В самолете у него наконец появилась возможность узнать, что думает Генри о том, что он сам никак не мог разгадать.

— Скажи, какое было последнее слово отца в ту ночь? Он сказал «лучше»?

— «Лучше»? Может быть. Мне показалось, он сказал «облей».

Цукерман улыбнулся. Что-то вроде «Облей меня водами милости твоей, Господи» или «Облейся»?

— Точно, он так сказал?

— Точно? Нет. Но мне так показалось, потому что Эсси рассказывала о старых временах и о бабушке. Я подумал, он унесся в прошлое, увидел, как бабушка смазывает миндальный хлеб.

Толстой подтвердил бы предположение Генри. «Стать маленьким мальчиком, поближе к маме». Что там писал Толстой за несколько дней до смерти? «Мама, обними меня, укачай…»

— Я думал, он сказал «ублюдок», — сказал ему Цукерман.

Тут Генри улыбнулся. Улыбкой, в которую влюблялись его пациенты.

— Нет, такого я не слышал.

— Я подумал, может, он пишет прощальное письмо Линдону Джонсону.

— О господи, — сказал Генри. — Эти письма… — И уже без улыбки снова отхлебнул мартини. Генри получил свою порцию: после того как он чуть не дезертировал из Корнелла, по письму в неделю, и все начинались со слов «Дорогой сын!».

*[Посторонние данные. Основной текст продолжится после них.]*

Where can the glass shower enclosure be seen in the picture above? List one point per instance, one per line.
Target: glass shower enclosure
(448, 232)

Через несколько минут Генри сказал:

— Знаешь, даже малыш Лесли в семь лет стал получать письма от папы.

— Да?

— Бедняжка. Ни до того, ни после он писем не получал. После трех посланий из Майами он считает, что ему все время должна приходить корреспонденция.

— А что в них было?

— «Дорогой внук! Будь добрее к своим сестрам».

— Ну, теперь он может быть к ним так жесток, как только пожелает. Теперь, — добавил Цукерман, вспомнив, как брат кинулся к уличной телефонной будке, — мы все можем быть жестокими.

Цукерман тоже заказал мартини. Впервые в жизни он решил выпить всего через час после утренней яичницы. И Генри наверняка тоже. Но тут уж внутренний человек разгулялся.